Exterior advice: Make a clean slate

man with paintbrush painting wooden house exterior

Our homes provide shelter from the seasons. As winter starts to creep in, the importance of maintaining a reliable and secure exterior to your house becomes clearer. Spend some time, money and effort now to make sure your home is up to the rigours of winter weather.


No one wants a home with a leaky roof, so keep an eye on yours – if you can see some or all of the roof from the ground, you may be able to spot any problems (use binoculars if necessary). Troubleshooting can be easier from inside the loft – being able to see daylight isn’t a good sign!

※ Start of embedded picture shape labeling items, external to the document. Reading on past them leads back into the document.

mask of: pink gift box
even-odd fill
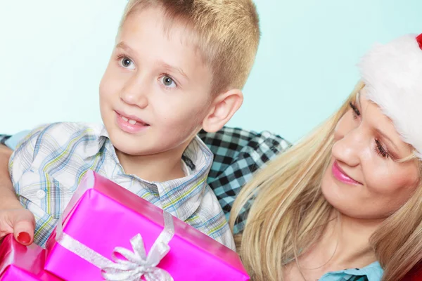
[[[93,264],[92,254],[112,261],[116,247],[133,251],[131,239],[138,234],[149,253],[163,231],[163,216],[161,209],[89,171],[65,210],[63,230],[56,229],[47,242],[44,268],[67,280],[102,280],[101,266]],[[249,280],[235,251],[170,216],[174,235],[156,268],[176,281]],[[64,237],[71,237],[75,249]],[[87,254],[87,248],[92,253]]]
[[[0,280],[7,281],[43,280],[60,279],[43,270],[45,252],[37,245],[26,247],[8,235],[0,245]]]

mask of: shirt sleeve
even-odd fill
[[[214,190],[228,218],[241,188],[253,173],[290,146],[280,136],[238,128],[224,127],[216,133],[201,131],[199,136],[214,153],[208,185]],[[235,233],[243,228],[241,217]]]
[[[30,133],[30,131],[22,131],[14,135],[1,135],[0,134],[0,143],[8,146],[10,149],[14,150],[16,149],[18,143],[23,139],[25,136]]]
[[[41,175],[41,172],[33,166],[34,159],[39,148],[40,136],[46,126],[39,126],[30,132],[22,132],[12,136],[15,136],[11,143],[11,148],[15,149],[15,151],[9,161],[9,173],[16,195],[22,205],[30,210],[35,217],[34,242],[43,247],[56,226],[57,219],[39,204],[33,202],[30,197],[41,198],[46,196],[46,192],[43,192],[42,188],[38,189],[43,185],[43,183],[48,182],[45,178],[46,175]],[[23,137],[24,135],[26,136]],[[25,192],[23,192],[24,190]],[[30,193],[33,193],[31,191],[28,192],[27,190],[30,190],[35,192],[34,196],[28,196]]]

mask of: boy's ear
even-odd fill
[[[229,90],[218,95],[212,102],[208,115],[203,121],[203,129],[208,133],[221,129],[243,103],[243,94],[239,89]]]

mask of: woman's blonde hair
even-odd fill
[[[312,134],[257,173],[236,198],[230,218],[252,202],[238,249],[256,280],[282,280],[283,266],[296,261],[322,235],[333,207],[321,182],[331,160],[333,132],[363,88],[359,82],[340,110]],[[422,259],[422,188],[385,219],[371,237],[384,269],[383,281],[397,281]]]

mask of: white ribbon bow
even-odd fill
[[[146,281],[173,281],[169,273],[157,267],[170,250],[168,243],[174,235],[172,215],[163,211],[163,216],[164,229],[154,242],[148,255],[142,236],[137,234],[130,240],[133,251],[117,247],[112,254],[113,261],[110,261],[63,233],[61,219],[56,228],[56,240],[68,250],[101,269],[103,277],[108,281],[138,281],[141,280],[142,276],[145,277]],[[117,254],[124,259],[118,258]]]

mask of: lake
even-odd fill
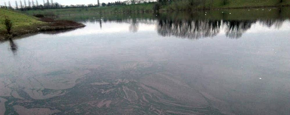
[[[290,114],[289,11],[59,17],[0,42],[0,114]]]

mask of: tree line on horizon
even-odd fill
[[[15,7],[13,8],[11,5],[10,1],[8,1],[8,5],[6,4],[6,2],[4,2],[4,6],[3,7],[6,7],[7,8],[16,10],[42,10],[50,9],[60,9],[60,8],[90,8],[96,7],[101,6],[115,6],[120,5],[125,5],[128,4],[135,4],[136,3],[135,0],[130,0],[130,2],[121,2],[120,1],[116,1],[114,2],[109,2],[108,3],[100,3],[99,0],[98,0],[97,4],[93,4],[91,3],[87,5],[85,4],[76,4],[75,5],[63,5],[60,4],[57,2],[53,2],[53,0],[51,0],[50,2],[49,0],[46,0],[46,2],[45,0],[43,0],[43,3],[40,4],[37,0],[23,0],[22,1],[20,0],[19,1],[15,1]],[[150,0],[141,0],[137,3],[144,3],[147,2],[150,2]],[[18,4],[18,3],[19,4]]]

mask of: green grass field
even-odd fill
[[[192,0],[191,1],[191,0]],[[279,6],[290,5],[290,0],[205,0],[205,8],[208,9],[231,8],[252,8]],[[189,5],[191,1],[198,2],[198,0],[182,0],[168,2],[162,3],[160,10],[162,11],[187,10],[204,8],[203,3],[200,2],[196,5]],[[135,5],[97,8],[46,9],[43,10],[31,10],[22,12],[32,15],[35,14],[43,14],[47,16],[78,15],[83,14],[96,14],[102,13],[118,13],[128,12],[140,12],[153,11],[156,3]]]
[[[11,20],[13,23],[12,30],[44,23],[37,20],[37,18],[6,9],[0,9],[0,31],[5,31],[3,22],[6,16]]]

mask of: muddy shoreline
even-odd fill
[[[59,30],[76,28],[85,26],[82,23],[74,21],[60,20],[56,20],[48,18],[40,18],[40,20],[45,22],[45,24],[12,28],[10,34],[6,31],[0,32],[0,41],[5,40],[13,37],[41,32]]]

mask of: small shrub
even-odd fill
[[[153,6],[153,10],[154,10],[154,12],[155,12],[156,10],[157,10],[158,12],[159,9],[161,8],[161,3],[159,2],[156,3],[154,4],[154,6]]]
[[[41,14],[34,14],[33,15],[33,16],[36,17],[37,18],[43,18],[44,17],[44,15]]]
[[[11,20],[8,19],[7,17],[5,17],[5,20],[4,20],[4,25],[5,25],[5,28],[7,30],[7,33],[10,34],[10,31],[12,28],[12,22],[11,22]]]

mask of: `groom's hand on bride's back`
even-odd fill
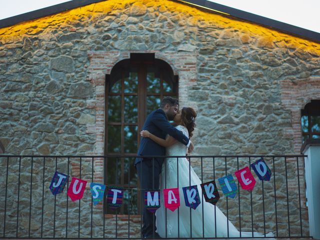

It’s not unusual for roof tiles or slates to have broken, slipped or been blown off, and other parts of the roof can cause leaks and damp, too, including defective flashing, guttering and chimneys – in most cases, you’ll need a roofer to put the problem right.


Old roofs often don’t have roofing felt, so they’re more prone to leaks, as there’s no felt to act as a second line of defence. Patching up an old roof can be a false economy – it may be expensive, but a new roof is often advisable, especially with winter on its way.

As well as new roof tiles or slates, you’ll get new battens (for them to sit on), roofing felt and insulation (if the current insulation doesn’t comply with building regulations), which should make the loft and rooms below warmer and drier. Different roof tiles or slates (planning restrictions may apply) can also help transform the appearance of your home.


Leaves are falling from the trees, which can cause all kinds of problems, including blocking gutters and making patios and paths slippery. Often the problem is caused by trees in neighbouring gardens, but you can cut them back to the boundary, something you’ll also need to do if you’re planning to put up a fence or shed while the weather’s still nice.


Leaves are one of the main culprits when it comes to blocked gutters, but you can find all kinds of things in them. If you notice water dripping or falling sharply from one place when it’s raining, or is still dripping after the rain’s stopped, this is usually where the blockage – or another problem, such as a faulty seal – is.

Use a watering can to fill the gutter with water if you think there’s a problem but it’s not raining. To stop gutters getting blocked, consider fitting gutter guards, which block debris but still allow rainwater through.


External woodwork is often a casualty of winter, so act now to protect it. Chipped and flaking paint will eventually lead to wood rot, but even painted wood can be rotten – it may not be obvious until you press on it. Wet rot sounds scary, but it’s usually easy to remedy with the right products.